It’s been rough bro. I hope and ask that you be with us always however that may be possible. Annalys’s dad died. When I went to the hospital to see her I saw her dad Simon and lost it. I started crying and shaking cause every time I looked at him I saw YOU. I don’t want to get into the details but you know what I mean. I saw what you looked lie in the hospital and it was miserable. And less than a week later he died. So say hi to him for me and Annalyse. Have a beer together and watch the Warriors game with cooper on your lap.

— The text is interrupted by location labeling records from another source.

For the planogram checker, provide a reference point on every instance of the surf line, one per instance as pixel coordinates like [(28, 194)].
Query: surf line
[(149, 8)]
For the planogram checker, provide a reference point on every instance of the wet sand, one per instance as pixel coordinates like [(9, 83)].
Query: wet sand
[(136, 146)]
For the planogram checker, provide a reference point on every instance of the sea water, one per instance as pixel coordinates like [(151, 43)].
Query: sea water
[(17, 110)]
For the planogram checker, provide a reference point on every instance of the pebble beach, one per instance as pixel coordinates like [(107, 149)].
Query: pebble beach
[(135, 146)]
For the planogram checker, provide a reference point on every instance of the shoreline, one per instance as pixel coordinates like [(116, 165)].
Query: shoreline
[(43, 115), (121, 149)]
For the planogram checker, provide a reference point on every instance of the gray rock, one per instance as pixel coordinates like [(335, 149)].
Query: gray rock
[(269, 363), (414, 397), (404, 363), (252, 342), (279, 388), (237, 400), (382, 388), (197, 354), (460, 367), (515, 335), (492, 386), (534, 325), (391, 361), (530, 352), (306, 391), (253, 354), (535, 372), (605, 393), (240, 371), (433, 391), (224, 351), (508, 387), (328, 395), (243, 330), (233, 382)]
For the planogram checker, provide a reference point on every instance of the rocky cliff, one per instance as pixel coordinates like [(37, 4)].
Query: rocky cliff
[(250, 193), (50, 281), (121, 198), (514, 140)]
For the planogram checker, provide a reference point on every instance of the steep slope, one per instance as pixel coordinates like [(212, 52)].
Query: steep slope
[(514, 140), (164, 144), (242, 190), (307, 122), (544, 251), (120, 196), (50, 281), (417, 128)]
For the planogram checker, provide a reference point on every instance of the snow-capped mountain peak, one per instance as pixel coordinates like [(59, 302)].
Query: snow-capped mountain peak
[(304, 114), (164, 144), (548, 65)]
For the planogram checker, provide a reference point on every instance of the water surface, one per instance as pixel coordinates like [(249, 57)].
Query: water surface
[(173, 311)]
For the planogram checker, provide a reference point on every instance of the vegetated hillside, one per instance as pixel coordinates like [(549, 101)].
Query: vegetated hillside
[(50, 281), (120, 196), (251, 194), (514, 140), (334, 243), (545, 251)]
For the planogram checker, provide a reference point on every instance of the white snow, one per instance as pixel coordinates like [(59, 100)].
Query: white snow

The semester is finally over and I don’t know if I will pass. One of my teachers dropped my grade from an A to a super low C because I was texting annalyse in class. Even after I told him I was texted her because her died just died. I wasn’t making any sound or anything and sit in the back of the class. He knows about you too. What an asshole am I right? I have to just let it go and say at least I passed. But I don’t think I will pass my other class. We’ll see. The vacations are coming up and so is moving for me. Please if there is something you are with me for let it be Costa Rica and when I move. I really want it to be all the time but I don’t know how it works. I want you to be with us and watch over us and I want you to not just be gone. Gone forever and I want to see you when I die. Because that is what keeps me going. Knowing that I will see you when I die. I am actually jealous of the dogs cause they will see you before I will. Won’t they? Is that how it worked. Will you see the dogs and will you see me and us? I don’t know and I will be asking these questions until the day I die along with everyone else.
Okay well mom and I are going to a Compassionate Friends Meeting it’s for people who have lost loved ones and it was good last time to hear that other people are going through what we are. I mean it’s not good but it’s comforting. All right. I got to go. Not like you’re reading these anyways.